If you were creating a language from scratch, would you think of using “I see you” or I behold you” as a way of saying, “Hello”?
There are certainly moments in each of our lives when we feel unseen, even invisible, as if people don’t notice us or intentionally ignore us. If you are the new kid in class or you’ve just moved across the country, you want your classmates and neighbors to notice you, to connect with you, and to offer a friendly welcome. You want them to say, “I see you.” Even for those of us who are somewhat shy, we want to be seen. And that is especially true in a church — even more so in a religious tradition that is a little unfamiliar. We want to be seen and acknowledged and welcomed. As someone who is a bit introverted, coffee hour can be the most daunting part of a visit to a new church. Everyone else seems to belong, seems to know others, seems to have friends to connect with. It can be awkward, unless someone sees you, comes up, and engages you in conversation.
When I was serving as associate conference minister in Connecticut, and then realized that I needed to be back in parish ministry, I found a church in Vermont that was looking for a minister, so I drove up early on a Sunday morning to check it out…just to be an unannounced visitor there. Now, one of the things to know about archetypal New Englanders is that they a bit laconic…not known for interpersonal warmth, exuberance, or friendliness. In Maine, unless you were born there, you are “from away” and on Cape Cod, they call you a “wash-ashore.” So, attending the service in a lovely white meeting house in Vermont, I was able to walk in, worship with them, go to coffee hour, and drive home to Connecticut, and the only greeting I received was a cursory handshake from the interim minister. Needless to say, I realized that this church and I were not meant for each other.

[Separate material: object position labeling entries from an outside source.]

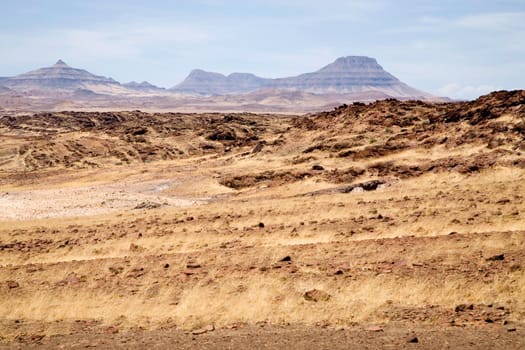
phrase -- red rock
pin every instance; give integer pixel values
(12, 284)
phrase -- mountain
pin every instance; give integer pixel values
(351, 74)
(144, 86)
(209, 83)
(58, 77)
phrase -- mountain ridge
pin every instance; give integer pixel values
(349, 74)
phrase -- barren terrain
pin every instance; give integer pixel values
(394, 224)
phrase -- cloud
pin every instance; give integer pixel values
(465, 92)
(500, 21)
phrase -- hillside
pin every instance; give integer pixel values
(375, 226)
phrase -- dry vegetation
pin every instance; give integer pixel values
(116, 228)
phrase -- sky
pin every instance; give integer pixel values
(455, 48)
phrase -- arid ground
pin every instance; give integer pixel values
(388, 225)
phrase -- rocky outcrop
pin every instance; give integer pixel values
(352, 74)
(144, 86)
(60, 76)
(209, 83)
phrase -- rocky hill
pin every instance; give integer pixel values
(352, 74)
(144, 86)
(59, 77)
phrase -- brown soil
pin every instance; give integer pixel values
(363, 227)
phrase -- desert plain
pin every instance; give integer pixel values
(394, 224)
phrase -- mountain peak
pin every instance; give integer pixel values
(60, 63)
(352, 63)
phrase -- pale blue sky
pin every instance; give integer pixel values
(456, 48)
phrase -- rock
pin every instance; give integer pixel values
(464, 307)
(12, 284)
(147, 205)
(413, 340)
(316, 295)
(112, 330)
(193, 266)
(498, 257)
(258, 147)
(209, 328)
(136, 248)
(374, 329)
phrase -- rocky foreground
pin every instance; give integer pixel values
(391, 224)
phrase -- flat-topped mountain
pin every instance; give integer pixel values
(351, 74)
(210, 83)
(60, 76)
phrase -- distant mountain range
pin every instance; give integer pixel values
(347, 79)
(352, 74)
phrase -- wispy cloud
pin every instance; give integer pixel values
(500, 21)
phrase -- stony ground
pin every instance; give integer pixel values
(365, 227)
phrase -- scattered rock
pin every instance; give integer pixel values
(209, 328)
(498, 257)
(316, 295)
(112, 330)
(12, 284)
(258, 147)
(374, 329)
(148, 205)
(136, 248)
(193, 266)
(464, 307)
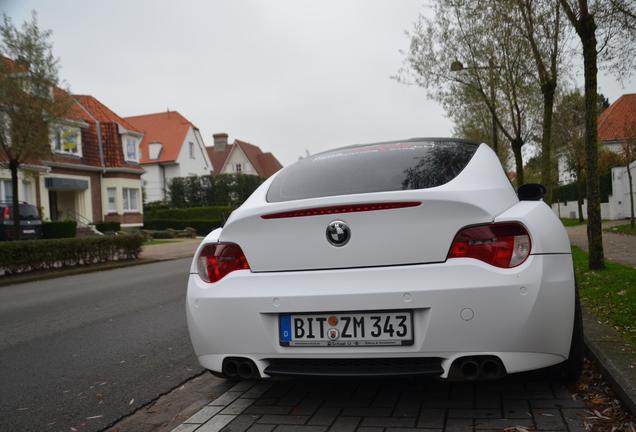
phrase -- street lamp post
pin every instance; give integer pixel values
(457, 66)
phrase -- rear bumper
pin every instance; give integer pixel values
(523, 316)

When we in the church fail to say “Hello!” we are neglecting a big piece of what it means to be Christian, because we are missing the bond of fellowship and connection. When we don’t say, “Hello!” we are sending the message, “I don’t see you.” I hope the message that we send at Plymouth — especially our longtime members is that not only do we see you, not only are you welcome here, you belong! No one is “from away.”

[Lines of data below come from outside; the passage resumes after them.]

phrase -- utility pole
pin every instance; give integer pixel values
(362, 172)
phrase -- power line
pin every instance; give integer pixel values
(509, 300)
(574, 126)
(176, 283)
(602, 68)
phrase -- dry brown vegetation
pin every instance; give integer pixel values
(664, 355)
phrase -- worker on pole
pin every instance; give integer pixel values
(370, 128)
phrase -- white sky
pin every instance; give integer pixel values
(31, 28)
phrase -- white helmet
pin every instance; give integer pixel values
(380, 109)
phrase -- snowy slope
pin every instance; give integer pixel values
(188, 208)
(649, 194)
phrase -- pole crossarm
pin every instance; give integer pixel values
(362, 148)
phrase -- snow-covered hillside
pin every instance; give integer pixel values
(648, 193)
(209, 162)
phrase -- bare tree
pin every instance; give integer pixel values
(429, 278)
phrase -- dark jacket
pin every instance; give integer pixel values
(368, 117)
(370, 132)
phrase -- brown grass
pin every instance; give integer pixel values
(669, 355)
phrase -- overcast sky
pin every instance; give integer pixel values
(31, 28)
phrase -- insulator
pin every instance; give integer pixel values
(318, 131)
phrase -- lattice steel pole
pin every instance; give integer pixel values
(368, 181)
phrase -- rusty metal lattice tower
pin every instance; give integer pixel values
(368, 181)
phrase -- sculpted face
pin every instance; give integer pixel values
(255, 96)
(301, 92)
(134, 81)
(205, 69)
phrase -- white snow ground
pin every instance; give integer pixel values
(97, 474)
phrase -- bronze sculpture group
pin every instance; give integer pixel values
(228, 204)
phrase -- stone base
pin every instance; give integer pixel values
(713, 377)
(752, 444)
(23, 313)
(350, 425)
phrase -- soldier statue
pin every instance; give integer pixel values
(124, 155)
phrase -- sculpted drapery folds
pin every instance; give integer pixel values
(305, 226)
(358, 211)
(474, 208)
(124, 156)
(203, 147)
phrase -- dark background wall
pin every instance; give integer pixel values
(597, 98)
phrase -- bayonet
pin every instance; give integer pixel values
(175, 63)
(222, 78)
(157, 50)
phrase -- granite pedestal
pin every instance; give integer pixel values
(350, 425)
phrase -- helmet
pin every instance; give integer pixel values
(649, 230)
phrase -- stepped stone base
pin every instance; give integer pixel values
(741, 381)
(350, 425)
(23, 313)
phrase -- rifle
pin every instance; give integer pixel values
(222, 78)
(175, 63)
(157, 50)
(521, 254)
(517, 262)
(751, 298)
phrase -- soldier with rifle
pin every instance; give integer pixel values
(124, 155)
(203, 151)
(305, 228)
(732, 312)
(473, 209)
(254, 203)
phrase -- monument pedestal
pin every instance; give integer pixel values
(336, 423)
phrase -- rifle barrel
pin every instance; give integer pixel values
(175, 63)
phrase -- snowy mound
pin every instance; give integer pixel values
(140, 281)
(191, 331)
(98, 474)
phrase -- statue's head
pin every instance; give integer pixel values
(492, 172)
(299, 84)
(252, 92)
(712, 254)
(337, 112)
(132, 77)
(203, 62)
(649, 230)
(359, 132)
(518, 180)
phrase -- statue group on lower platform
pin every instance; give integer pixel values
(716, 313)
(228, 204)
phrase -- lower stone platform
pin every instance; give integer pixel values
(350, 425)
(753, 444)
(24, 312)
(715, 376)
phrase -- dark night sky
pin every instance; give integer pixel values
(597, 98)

For years, I have had an intentional practice of saying “Hello!” and smiling to people on the Spring Creek Trail behind our house as I walk Chumley, the golden retriever who owns me. I notice that most people will return the greeting. Sometimes runners with intense expressions on their faces won’t say “Hi” through their grimace. And the other group who I notice won’t make eye contact or say, “Hello!” is the cohort of children who have been trained not to — the kids whose parents have drummed “stranger-danger” into them for years. While we all want our kids to be safe, I wonder sometimes if we’ve overdone it and we are creating a self-isolating group of folks who will soon be adults. You’ve undoubtedly read about the loneliness epidemic in our society, and congregations like ours can be part of the solution as a locus of true intergenerational community.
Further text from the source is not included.